Bug 204438 - setsockopt() handling of kern.ipc.maxsockbuf limit
Summary: setsockopt() handling of kern.ipc.maxsockbuf limit
Status: New
Alias: None
Product: Base System
Classification: Unclassified
Component: kern (show other bugs)
Version: CURRENT
Hardware: Any Any
: --- Affects Many People
Assignee: freebsd-net mailing list
URL: https://reviews.freebsd.org/D4129
Keywords: needs-qa, patch
Depends on:
Blocks:
 
Reported: 2015-11-10 18:17 UTC by Cameron Sparr
Modified: 2018-08-20 17:41 UTC (History)
8 users (show)

See Also:
koobs: mfc-stable9?
koobs: mfc-stable10?


Attachments
Patch of the diff in the URL section. Changes behavior of setsockopt (1.16 KB, patch)
2015-11-11 20:38 UTC, Cameron Sparr
no flags Details | Diff

Note You need to log in before you can comment on or make changes to this bug.
Description Cameron Sparr 2015-11-10 18:17:53 UTC
Hello,

I'd like to put out a proposal for changing the way that the setsockopt() function handles the max socket buffer setting.
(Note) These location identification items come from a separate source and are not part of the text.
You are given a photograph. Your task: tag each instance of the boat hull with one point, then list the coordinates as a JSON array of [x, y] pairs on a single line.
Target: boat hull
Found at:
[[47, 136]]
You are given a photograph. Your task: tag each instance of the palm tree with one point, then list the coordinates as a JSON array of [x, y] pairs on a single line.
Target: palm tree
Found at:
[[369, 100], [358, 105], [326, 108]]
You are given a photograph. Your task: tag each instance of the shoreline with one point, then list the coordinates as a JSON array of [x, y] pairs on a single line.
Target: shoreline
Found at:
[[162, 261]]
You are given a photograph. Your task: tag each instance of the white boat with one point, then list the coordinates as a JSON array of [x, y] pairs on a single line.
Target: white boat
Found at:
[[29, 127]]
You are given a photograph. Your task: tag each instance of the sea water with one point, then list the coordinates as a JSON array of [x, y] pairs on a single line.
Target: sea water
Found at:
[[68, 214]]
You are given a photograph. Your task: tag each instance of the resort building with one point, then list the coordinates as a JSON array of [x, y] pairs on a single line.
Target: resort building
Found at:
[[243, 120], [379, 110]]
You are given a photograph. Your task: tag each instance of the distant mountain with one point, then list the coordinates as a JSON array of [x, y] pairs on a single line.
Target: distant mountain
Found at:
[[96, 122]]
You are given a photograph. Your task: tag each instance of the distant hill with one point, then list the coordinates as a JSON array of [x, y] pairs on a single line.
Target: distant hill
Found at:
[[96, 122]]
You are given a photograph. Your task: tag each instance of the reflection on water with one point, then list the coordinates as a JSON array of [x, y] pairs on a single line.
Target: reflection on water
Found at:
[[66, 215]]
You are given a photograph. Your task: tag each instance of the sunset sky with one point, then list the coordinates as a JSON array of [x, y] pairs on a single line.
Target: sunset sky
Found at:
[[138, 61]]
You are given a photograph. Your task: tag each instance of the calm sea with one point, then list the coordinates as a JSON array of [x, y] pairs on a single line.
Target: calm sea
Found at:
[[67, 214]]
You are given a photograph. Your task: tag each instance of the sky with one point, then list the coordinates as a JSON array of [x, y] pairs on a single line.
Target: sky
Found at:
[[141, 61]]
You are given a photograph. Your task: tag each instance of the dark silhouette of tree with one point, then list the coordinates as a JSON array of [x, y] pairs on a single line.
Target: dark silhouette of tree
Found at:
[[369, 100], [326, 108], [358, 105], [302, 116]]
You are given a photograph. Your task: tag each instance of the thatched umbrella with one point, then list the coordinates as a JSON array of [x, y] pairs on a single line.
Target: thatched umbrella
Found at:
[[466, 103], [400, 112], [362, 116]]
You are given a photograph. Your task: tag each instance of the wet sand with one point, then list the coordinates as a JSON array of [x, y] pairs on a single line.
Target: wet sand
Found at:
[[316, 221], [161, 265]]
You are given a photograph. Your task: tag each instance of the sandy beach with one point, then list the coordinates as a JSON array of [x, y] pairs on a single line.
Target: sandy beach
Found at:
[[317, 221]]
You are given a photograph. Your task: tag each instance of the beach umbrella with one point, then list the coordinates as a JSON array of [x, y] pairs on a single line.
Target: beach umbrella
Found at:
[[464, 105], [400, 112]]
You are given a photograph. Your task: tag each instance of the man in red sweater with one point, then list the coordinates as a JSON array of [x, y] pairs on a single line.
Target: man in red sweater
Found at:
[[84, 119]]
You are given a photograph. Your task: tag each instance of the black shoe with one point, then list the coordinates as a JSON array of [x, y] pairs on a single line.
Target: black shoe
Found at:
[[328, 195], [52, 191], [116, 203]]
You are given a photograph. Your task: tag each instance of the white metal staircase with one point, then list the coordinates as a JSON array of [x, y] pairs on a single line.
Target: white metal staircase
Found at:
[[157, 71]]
Currently, it's a bit unintuitive that socket send and receive buffers (SO_RCVBUF & SO_SNDBUF) can not actually be set to the kern.ipc.maxsockbuf value, even though it is described as being possible in the man page: https://www.freebsd.org/cgi/man.cgi?query=setsockopt&sektion=2

This is because setsockopt() will error out if the value passed is over the _adjusted_ maximum, which on my system (amd64) turns out to be something like kern.ipc.maxsockbuf * 0.889 (kern.ipc.maxsockbuf * (1 << 11) / (256 + (1 << 11)) = kern.ipc.maxsockbuf * (2048) / (2304)).

see here:
https://github.com/freebsd/freebsd/blob/master/sys/kern/uipc_sockbuf.c#L420
and here:
https://github.com/freebsd/freebsd/blob/master/sys/kern/uipc_sockbuf.c#L63-L64

I believe that the behavior could be made more intuitive by checking if the value passed is under the _actual_ max before erroring out, and if it is under the actual max, then set it to the adjusted max and continue the function, this would be a simple change and would look something like this (apologies for the whitespace diffs): https://github.com/sparrc/freebsd/commit/157f90c55d1d54d33f41c6f7517de1a9c5f5e229

FWIW, the linux kernel takes it a step further by never failing if setting the buffer over the maximum. It just takes whatever value it's given and sets it to min(given_value, max_value). see here: https://github.com/torvalds/linux/blob/master/net/core/sock.c#L762-L768. Not saying this is a good option, just pointing out that there is a precedent for doing something like this.

I would be happy to make this change and submit a patch to phabricator if approved.

Thanks all,
Cameron
Comment 1 Allan Jude freebsd_committer 2015-11-10 21:41:47 UTC
I have run into this, but never understood why it happened, just worked around it.

in openssh-portable with HPN enabled, I tried to use '-oTcpRcvBuf=4M' to increase the socket buffer size to receive large ZFS replication streams more quickly. Of course, with kern.ipc.maxsockbuf set to 4M, this fails, I have to use 3.5M or something.

This patch would seem to solve that. Thank you.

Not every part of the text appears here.